Introduction

Whether your title is data engineer or another data-oriented profession (we see you, analysts and scientists), you’ve likely heard the term ETL. There’s a good chance ETL is a part of your life, even if you don’t know it!

Short for extract, transform, load, ETL is used to describe the foundational workflow most data practitioners are tasked with—taking data from a source system, changing it to suit their needs, and loading it to a target.

Want to help product leaders make data-driven decisions? ETL builds the critical tables for your reports. Want to train the next iteration of your team’s machine learning model? ETL creates quality datasets. Are you trying to bring more structure and rigor to your company’s storage policies to meet compliance requirements? ETL will bring process, lineage, and observability to your workflows.

If you want to do anything with data, you need a reliable process or pipeline. This fundamental truth holds true from classic business intelligence (BI) workloads to cutting-edge advancements, like large language models (LLMs) and AI.

The Brave New World of AI

The data world has seen many trends come and go; some have transformed the space, and some have turned out to be short-lived fads. The most recent is, without a doubt, generative AI.

At every turn, there’s chatter about AI, LLMs, and chatbots.
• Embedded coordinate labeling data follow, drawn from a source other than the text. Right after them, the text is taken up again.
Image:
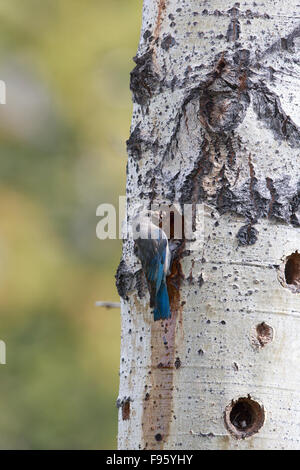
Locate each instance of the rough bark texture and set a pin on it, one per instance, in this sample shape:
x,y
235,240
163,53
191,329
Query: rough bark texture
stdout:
x,y
216,121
This recent fascination with AI, largely brought by the release of OpenAI’s ChatGPT, extends beyond the media’s interest and among researchers—it is now seen by many as an essential strategic investment…and who wants to be left behind?

The true value in LLMs comes from embeddings or fine-tuning models on clean, curated datasets. These techniques allow for the creation of models with domain-specific knowledge, avoiding common errors, like hallucination.

Of course, meaningful embeddings are derived from, you guessed it—clean datasets. In that sense, AI is built on data transformation. Its success depends heavily on the ability to create consistent, high-quality datasets at scale. Data needs to be moved, mutated, and merged in a single location—one might say extracted, transformed, and loaded.

That’s right—even the most cutting-edge tech has roots back to ETL.

A Changing Data Landscape

In addition to the recent surge in generative AI, other trends have reshaped the data landscape over the past decade. One such trend is the increasing prominence of streaming data. Companies are now generating vast quantities of real-time data through sensors, websites, mobile applications, and more. This shift necessitates the real-time ingestion and processing of data for immediate decision making. Data engineers are therefore challenged to extend beyond traditional batch processing to construct and manage continuous pipelines capable of handling large volumes of streaming data.

Another noteworthy development is the emergence of data lakehouse architectures. The data lakehouse represents a novel concept, seeking to merge the capabilities of data warehouses and data lakes. Leveraging new storage technologies like Delta Lake, which enhance the reliability and performance of data lakes, the lakehouse model combines the cost-effective, scalable storage of data lakes with the efficient transaction processing of data warehouses. This amalgamation enables the execution of both AI workloads (typically handled in data lakes) and analytics workloads (usually conducted in data warehouses) within a singular framework. This integration significantly reduces the complexities associated with maintaining parallel architectures, ensuring consistent data governance, and managing data duplication.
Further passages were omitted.